White House says wages are growing faster than 'traditional measures' indicate

  • The Council of Economic Advisers says "traditional measures" are underestimating wage gains for American workers.
  • Using more accurate gauges suggest real payroll growth adjusted for inflation of 1.4 percent to 1.9 percent, according to a council analysis.
  • Policymakers at the Federal Reserve and elsewhere have been stumped by the apparently lack of wage growth.

Many of the ways that wages are measured are underestimating the amount of gains for American workers, the White House said in a report Wednesday.

Worker compensation adjusted for inflation and taxes has increased 1.4 percent to 1.9 percent over the past year, the analysis from the Council of Economic Advisers maintained in response to headline gauges that suggest real wages essentially have been flat.

The council said that "traditional measures" such as average hourly earnings, median weekly earnings and the Employment Cost Index don't sufficiently account for important variables. Among them are benefits such as bonuses, health insurance and retirement plans, new entrants to the labor force and more accurate inflation indexes.

"Once these adjustments have been incorporated to better reflect the actual experiences of workers, real compensation growth over the past year has been substantially higher than that observed in headline wage measures," the report said.
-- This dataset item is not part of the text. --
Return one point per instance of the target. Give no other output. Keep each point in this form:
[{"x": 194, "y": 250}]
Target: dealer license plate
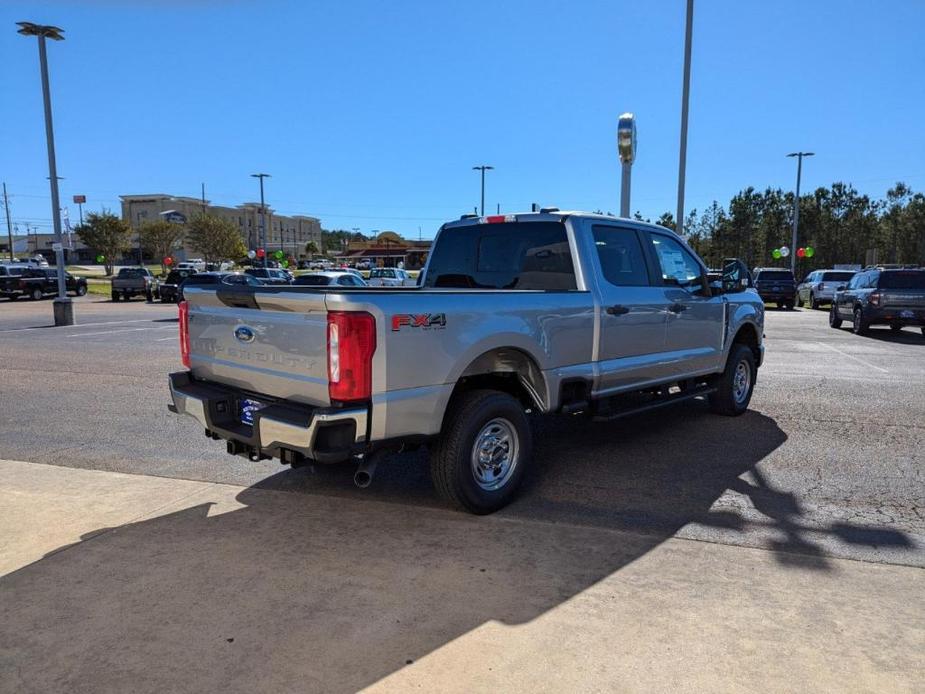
[{"x": 248, "y": 407}]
While the economy has showed substantial growth since President Donald Trump took office, policymakers have been stumped over the apparent lack of paycheck growth for many working Americans. July payroll data indicate average hourly earnings up 2.7 percent. Comparing that number to the consumer price index's annualized gain of 2.4 percent suggests wages barely keeping up with inflation.
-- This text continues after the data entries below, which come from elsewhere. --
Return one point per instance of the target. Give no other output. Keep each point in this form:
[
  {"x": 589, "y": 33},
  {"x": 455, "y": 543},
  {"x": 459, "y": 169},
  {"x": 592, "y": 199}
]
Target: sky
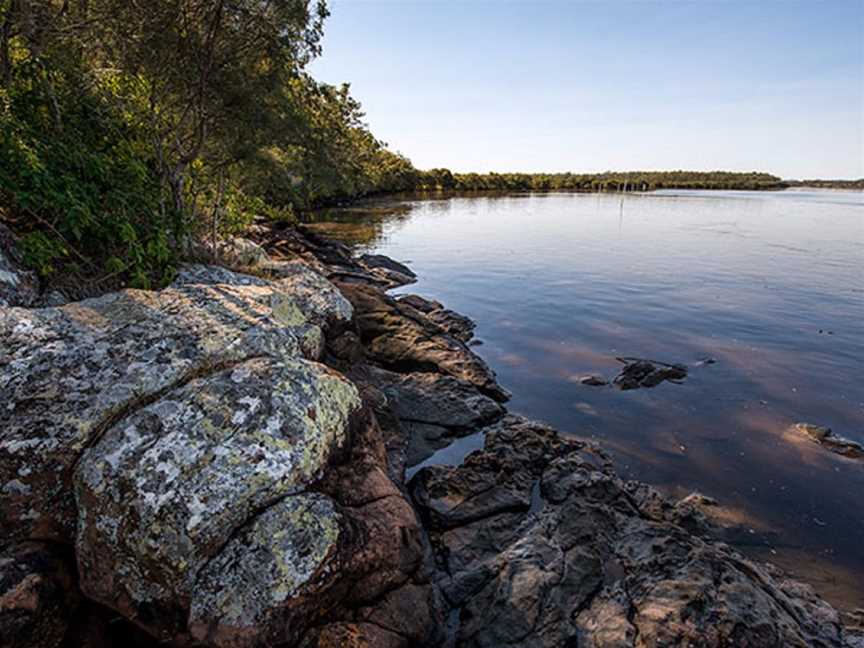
[{"x": 556, "y": 85}]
The council said that improving the way wages are measured will provide a more accurate picture. It suggests other measures indicate stronger wage growth.

Using the personal consumption expenditure price index, which is preferred by the Federal Reserve, suggests real wage gains of 1.4 percent over the past year. The Atlanta Fed's wage growth tracker, which incorporates nominal wage growth adjusted for taxes and benefits and deflating with the PCE index, points to 1.9 percent growth, both of which the council said is "well above the near-zero real wage change suggested by headline measures."

The Federal Reserve has been raising rates as part of an effort to control inflation, which is showing up in non-wage areas of the economy. The report said that fiscal stimulus the administration helped enact will provide more help for workers.

"With the economy growing again, so too are the real after-tax wages and real incomes of workers. Given the recent changes in economic policy, workers can expect even higher growth rates in the future," the report said.